Possible Early Medieval origins
In 1807 an anonymous observer suggested that the term hoden was linked to the Anglo-Saxon god Woden, and that the tradition might be "a relic of a festival to commemorate our Saxon ancestors landing in Thanet". In 1891 it was suggested that the custom had once been known as "Odining", a reference to the early medieval Scandinavian god Odin. The author of this idea further suggested that the custom had begun either with the ritual wearing of the skins of horses sacrificed to Odin, or as an early Christian mockery of such Odinic practices.Maylam noted that he was initially attracted to the idea that the term hodening had derived from Woden—an Old English name that he thought a more likely origin than the Old Norse Odin—but that upon investigating this possibility found "no sufficient evidence" for it. He added that it would seem unlikely that the W would be lost from Woden in the Kentish dialect, citing the example of Woodnesborough, a Kentish village whose name is often interpreted as having derived from Woden and which clearly retains its use of W. He concluded that "one feels that the theory is based on inferences and analogies not strong enough for a foundation to carry the building erected on them". The idea of linking the tradition to Woden was also dismissed as unlikely by both Burne and Cawte.

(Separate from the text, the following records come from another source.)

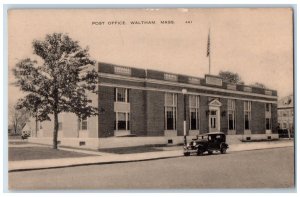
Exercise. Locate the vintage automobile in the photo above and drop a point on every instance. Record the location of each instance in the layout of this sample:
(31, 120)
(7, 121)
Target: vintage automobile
(25, 135)
(209, 143)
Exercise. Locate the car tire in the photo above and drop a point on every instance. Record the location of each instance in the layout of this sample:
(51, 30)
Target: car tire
(200, 152)
(223, 150)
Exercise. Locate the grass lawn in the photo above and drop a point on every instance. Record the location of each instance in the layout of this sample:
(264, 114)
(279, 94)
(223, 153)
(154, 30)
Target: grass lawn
(134, 149)
(30, 153)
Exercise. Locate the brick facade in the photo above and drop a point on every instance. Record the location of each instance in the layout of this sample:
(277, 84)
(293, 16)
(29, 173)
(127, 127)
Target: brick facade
(147, 89)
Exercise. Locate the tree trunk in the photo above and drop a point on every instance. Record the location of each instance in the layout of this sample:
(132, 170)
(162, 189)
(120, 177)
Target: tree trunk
(55, 132)
(36, 126)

Believing it likely that the hoodening tradition "substantially pre-dates" its earliest textual appearances, the folklorist Geoff Doel suggested the possibility that it had originated as a Midwinter rite to re-energise the vegetation. As evidence for this claim, Doel noted that other English winter folk customs, such as the Apple Wassail, have also been interpreted in this manner. He also suggested that the use of the horse in the tradition may have some connections to either the use of the white horse as the symbol of Kent, and the use of Hengist and Horsa as prominent characters in the origin myths of the early medieval Kingdom of Kent. However, the white horse did not become commonly associated with Kent until the beginning of the eighteenth century, and James Lloyd regards any suggestion of an ancient connection with hoodening as "wishful thinking and in defiance of all historical evidence".